3・そして、今夜は恐ろしい程に大きな満月が深淵の闇を湛えた窓の外にぽっかりと浮かんでいるから。

―――そんな下らない理由でいちいち身体を求められてたまるか。


 
   Love is …



「全米が泣いたとかいう謳い文句だったけれども君は例外だったみたいだね。始まって5分で涎まみれになって私の肩に寄りかかってきただろ。…おかげで私は全然内容に集中できなかったよ」
「そうかい、それなら尚更大蒜臭い息は御免だろうから今日はやめておこう」
「月?月が何だっていうんだいウォルター…光が気になるのならばカーテンを引けばいい。ほら、これで暗くなったよ、さあ寝よう。明日も私は早いんだ。」

 全ての誘いを無感情に素っ気無くかわし、自分の目の前十数センチの距離。不満げにシーツの上でちょこんと正座をしているウォルターの頭のてっぺんから、バサリと勢い良く掛け布団をかぶせてやる。
 ついでに幼かった頃の自分が母にされていた記憶を手繰り寄せて、ポンポン…と布団で梱包された彫像の背を叩き、この辺りが額かと思われる部分に軽く口唇を押し当ててやった。完璧だ。
 …いや、普通、これでぐずる幼子でも大人しく眠りについてくれるものなのだろうが、残念ながらこの図体ばかりが大人な駄々っ子にはあまり効果はなかったようだ。
「……どうせならおでこじゃなくて口にしてくれないか、ヘンリー」
 相変わらずちょこんと正座をしたまま。
 頭から布団を被った幽霊もどきが己を探して目の前の虚空にふらふらと両手を彷徨わせている。
 生憎だが先程額にキスをした後すぐにバックステップを踏んで身を引いたのだから、今更座ったままの行動可能範囲で腕を振りまわされても届くわけが無い。
 彼と距離をとりながら、その滑稽な仕草に小さく笑みを浮かべた。

「口はお断りだよウォルター。さっき自分で大蒜臭いって言ってたじゃないか。忘れたのかい?」
 大蒜で身体が火照るなら外に出てフルマラソンでもしてくればいい。
 丁度良い満月が、誰もいない夜道を照らしてくれているではないか、何なら100キロでも200キロでも気が済むまで街中走ってくればいい。
 セックスなんかよりも余程健康的に、大量の汗がかける。そう嫌味たっぷりの声で言ってやれば、己の寝具の上に鎮座する元殺人鬼を内包した布団ゴーストは不貞腐れたように溜息を吐いた。

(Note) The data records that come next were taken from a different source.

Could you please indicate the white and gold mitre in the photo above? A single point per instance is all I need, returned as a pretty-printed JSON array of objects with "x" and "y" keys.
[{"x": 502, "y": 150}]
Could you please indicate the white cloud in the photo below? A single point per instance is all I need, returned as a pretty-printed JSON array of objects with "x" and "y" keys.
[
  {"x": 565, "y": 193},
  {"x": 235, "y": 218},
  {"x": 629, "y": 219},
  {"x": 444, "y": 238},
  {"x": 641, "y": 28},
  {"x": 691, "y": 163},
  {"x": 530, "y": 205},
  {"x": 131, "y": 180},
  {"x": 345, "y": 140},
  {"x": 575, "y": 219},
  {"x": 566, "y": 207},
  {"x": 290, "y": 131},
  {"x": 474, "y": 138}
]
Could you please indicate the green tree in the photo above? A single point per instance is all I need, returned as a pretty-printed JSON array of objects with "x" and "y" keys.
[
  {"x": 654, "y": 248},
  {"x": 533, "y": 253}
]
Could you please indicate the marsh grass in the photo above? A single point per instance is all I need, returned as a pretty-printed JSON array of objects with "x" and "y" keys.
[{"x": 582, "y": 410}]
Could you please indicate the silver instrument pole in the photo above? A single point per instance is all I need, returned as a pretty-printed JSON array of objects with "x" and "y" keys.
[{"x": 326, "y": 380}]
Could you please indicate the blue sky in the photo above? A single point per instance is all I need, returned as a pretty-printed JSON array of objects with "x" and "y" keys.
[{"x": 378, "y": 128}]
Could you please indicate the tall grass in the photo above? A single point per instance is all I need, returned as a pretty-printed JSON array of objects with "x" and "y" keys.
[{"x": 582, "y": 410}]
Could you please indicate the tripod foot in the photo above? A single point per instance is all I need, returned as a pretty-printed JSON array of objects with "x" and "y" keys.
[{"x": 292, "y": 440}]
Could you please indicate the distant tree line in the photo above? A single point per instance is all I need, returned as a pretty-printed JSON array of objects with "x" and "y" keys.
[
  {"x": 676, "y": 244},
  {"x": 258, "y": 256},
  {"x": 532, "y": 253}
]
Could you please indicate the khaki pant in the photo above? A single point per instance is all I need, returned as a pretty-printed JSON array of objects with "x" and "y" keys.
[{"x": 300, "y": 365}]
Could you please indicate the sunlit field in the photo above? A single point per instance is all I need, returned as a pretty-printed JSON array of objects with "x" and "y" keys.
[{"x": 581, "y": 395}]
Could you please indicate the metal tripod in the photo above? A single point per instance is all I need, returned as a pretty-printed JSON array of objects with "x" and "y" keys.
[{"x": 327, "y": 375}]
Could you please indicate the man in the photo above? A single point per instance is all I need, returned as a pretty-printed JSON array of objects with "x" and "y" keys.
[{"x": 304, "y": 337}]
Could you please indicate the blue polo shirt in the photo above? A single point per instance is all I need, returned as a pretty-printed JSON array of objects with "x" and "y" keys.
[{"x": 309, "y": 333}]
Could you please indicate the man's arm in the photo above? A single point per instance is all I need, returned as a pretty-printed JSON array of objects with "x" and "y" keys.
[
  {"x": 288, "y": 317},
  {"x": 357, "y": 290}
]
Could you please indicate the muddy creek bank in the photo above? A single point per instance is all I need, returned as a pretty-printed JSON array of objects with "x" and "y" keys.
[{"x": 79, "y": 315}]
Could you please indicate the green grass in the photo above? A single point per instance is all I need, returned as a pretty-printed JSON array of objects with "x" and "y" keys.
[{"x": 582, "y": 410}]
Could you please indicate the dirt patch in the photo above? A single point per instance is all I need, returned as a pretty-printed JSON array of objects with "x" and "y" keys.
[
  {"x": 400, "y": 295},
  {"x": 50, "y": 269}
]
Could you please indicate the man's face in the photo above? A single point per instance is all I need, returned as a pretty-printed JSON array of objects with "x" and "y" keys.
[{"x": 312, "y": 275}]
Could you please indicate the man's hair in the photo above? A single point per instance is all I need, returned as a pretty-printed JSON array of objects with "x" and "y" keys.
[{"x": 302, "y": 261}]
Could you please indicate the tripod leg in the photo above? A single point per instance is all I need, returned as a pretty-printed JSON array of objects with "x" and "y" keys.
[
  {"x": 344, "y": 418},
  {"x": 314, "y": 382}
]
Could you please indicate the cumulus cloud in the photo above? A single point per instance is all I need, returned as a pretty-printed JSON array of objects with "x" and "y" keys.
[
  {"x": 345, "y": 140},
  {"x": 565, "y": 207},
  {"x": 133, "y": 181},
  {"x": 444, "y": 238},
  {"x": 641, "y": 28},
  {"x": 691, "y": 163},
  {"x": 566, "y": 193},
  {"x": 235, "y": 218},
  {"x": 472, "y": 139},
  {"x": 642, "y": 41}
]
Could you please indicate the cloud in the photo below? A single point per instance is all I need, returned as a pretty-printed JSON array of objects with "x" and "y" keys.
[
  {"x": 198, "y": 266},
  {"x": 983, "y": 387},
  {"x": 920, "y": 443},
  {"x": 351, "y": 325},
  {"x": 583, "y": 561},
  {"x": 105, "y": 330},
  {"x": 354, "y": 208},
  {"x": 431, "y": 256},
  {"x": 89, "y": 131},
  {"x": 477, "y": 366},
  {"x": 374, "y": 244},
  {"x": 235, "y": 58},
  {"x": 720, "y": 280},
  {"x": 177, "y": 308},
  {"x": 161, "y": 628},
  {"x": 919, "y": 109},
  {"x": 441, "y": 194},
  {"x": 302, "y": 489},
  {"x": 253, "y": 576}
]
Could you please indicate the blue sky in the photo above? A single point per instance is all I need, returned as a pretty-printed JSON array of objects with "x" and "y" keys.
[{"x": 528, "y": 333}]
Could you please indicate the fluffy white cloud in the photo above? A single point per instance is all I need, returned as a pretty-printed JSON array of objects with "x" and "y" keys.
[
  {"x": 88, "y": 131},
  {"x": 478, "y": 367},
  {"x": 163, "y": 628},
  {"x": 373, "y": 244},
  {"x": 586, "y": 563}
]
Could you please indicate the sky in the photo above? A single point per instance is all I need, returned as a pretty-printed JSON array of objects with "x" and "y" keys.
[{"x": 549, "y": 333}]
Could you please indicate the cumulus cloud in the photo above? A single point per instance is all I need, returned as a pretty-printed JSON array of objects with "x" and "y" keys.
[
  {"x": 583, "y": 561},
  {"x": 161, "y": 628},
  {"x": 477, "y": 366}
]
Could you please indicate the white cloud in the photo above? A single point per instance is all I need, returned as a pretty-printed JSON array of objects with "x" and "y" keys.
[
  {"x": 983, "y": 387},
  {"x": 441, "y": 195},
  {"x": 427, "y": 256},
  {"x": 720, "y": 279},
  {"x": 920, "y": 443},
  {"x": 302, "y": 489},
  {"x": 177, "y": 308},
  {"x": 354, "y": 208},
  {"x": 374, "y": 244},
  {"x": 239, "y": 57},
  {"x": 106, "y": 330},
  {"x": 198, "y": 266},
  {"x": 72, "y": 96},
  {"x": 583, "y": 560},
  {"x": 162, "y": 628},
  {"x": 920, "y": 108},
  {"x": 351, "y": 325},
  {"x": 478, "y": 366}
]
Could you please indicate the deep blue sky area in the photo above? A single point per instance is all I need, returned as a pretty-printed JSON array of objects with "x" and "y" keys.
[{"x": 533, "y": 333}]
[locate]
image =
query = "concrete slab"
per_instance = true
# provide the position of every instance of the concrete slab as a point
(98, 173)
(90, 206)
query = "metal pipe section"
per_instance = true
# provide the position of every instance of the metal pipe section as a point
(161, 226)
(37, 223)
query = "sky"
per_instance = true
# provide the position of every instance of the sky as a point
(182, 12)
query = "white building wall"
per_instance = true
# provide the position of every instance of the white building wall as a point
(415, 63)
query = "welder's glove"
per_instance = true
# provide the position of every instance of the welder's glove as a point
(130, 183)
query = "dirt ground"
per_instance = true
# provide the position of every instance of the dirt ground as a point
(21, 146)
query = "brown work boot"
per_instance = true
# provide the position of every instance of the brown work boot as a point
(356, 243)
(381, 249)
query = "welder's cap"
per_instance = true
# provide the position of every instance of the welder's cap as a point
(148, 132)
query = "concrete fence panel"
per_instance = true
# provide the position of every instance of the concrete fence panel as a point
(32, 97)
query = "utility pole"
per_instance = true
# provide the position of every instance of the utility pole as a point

「本当に明日早いんだよ…、悪いが今夜は誘いには乗れない」
 このまま不毛な押し問答を続けても仕方がない。強制的に明かりを消して寝かし付けてやろうと壁のスイッチに手を伸ばしかけた私の視界の端に、布団の下でがくりと項垂れるウォルターの姿が映った。
「一体何を怒ってるんだ、私が何かしたなら謝るぞ、許してくれヘンリー」
 見当違いの懺悔と、布団に遮られくぐもった彼の声の弱々しさに片眉をあげてやれやれと肩を落とす。
 そのまま無視して電気を消してやれば、恐らくこれ以上の問答を諦めて眠りに落ちてくれるだろう。ここのところ睡眠時間が足りているとはとてもじゃないが言い難いのだから。
 私が夜仕事をしていると「ヘンリーが終わるまで待っている」と言い張って強情な彼は決して先に寝てくれようとはしないからだ。
 欠伸を噛み殺しながら私に淹れたてのコーヒーを給仕してくれる甲斐甲斐しさは有難かったが、やはり申し訳ない気持ちが先にたってしまう。
 本当ならばこのまま話を打ち切って寝かせてやるのが彼に対しての一番の優しさなのかもしれない。
 が、しかし、聞こえるか聞こえないか、蚊がなくような声で続けられた言葉にこのまま無視するわけにもいかなくなってしまった。
「ヘンリーは私のことが嫌いになってしまったのか……?」

「勘違いしないでくれ、私は別に怒っているわけじゃないよ」
 今にも啜り泣きをはじめそうなウォルターに少々強めの口調で言い放つ。少し冷たくしたぐらいで、自分の彼への感情を疑われたことに僅かな腹立ちも込めながら。
 おそる、おそるといった様子で頭に被せられた布団からまずは少し傷んだ金色の髪を覗かせ、巣穴から顔を覗かせるミーアキャットのように上目遣いでこちらを窺い見てくる。
…勿論身体のサイズはそんなに可愛らしいものではないが。そんな彼にムッと、出来るだけ厳しい表情を向ければ、猫をみつけた鼠のようにヒャッと奇妙な声をあげて再び布団にもぐりこんでしまった。
 …それ程怖い顔をしていたつもりはないのだが、失礼な奴だな。
「怒っている!思い切り怒っているじゃないか!」
「怒ってない」
 雷に怯える幼子のように大きな身体を縮めて丸まってしまったウォルターの傍らに腰を下ろし、そっと背に手を触れると彼はビクリと大きく肩を震わせた。